It doesn't seem fair to choose one song for the entire festival, so please allow me the indulgence of five, as follows:

5. Town Called Malice - Paul Weller
He was a bit rubbish really, but you can't argue with the Billy-Elliot-groove-inducing potency of this song.

4. The New Pollution - Beck
Although standing slapbang in front of a set of enormous bass speakers wasn't what I'd call comfortable, there is something vaguely exhilarating about feeling the ear wax vibrate inside your skull as blood trickles out of your ear and down your neck (that didn't actually happen, but if I'd given it a few more minutes I think it might have)

3. Kitty Jay - Seth Lakeman
A man who can make a lone violin sound like an orchestra. Talent in its rawest, purest form.

2. Panic - Morrissey
Minutes earlier I had vehemently chastised my sister's boyfriend for suggesting that Morrissey might play this. How pleased I was to be proved wrong when the crooner opened with this.
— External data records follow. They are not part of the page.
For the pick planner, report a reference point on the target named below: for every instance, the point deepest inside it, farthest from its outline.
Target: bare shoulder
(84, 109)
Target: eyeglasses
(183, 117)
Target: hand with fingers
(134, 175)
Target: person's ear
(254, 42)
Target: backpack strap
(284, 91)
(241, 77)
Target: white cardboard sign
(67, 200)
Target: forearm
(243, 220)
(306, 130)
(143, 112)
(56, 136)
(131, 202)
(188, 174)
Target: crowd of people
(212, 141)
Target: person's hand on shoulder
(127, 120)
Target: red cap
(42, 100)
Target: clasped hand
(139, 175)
1. Everything in its Right Place - Radiohead
Alongside the new tracks Radiohead played, this song perfectly demonstrates how much better Radiohead's new output is post OK Computer. I think the fact that Radiohead played so many old tracks is proof of their confidence and security in their new material, as they are no longer competing against so many creepy iron lungs. I can't wait for the new album, and I can't wait to see them live again. gush gush gush

so, in short:

veggie cornish pasty - an exortionate £3.80
bottle of water - a jaw-dropping £2.00
crappy plastic lanyard - a rage-inducing £10.00

Thom Yorke dancing - PRICELESS

and for everything else, there's mastercard - and thank fuck - it's the end of the month y'know!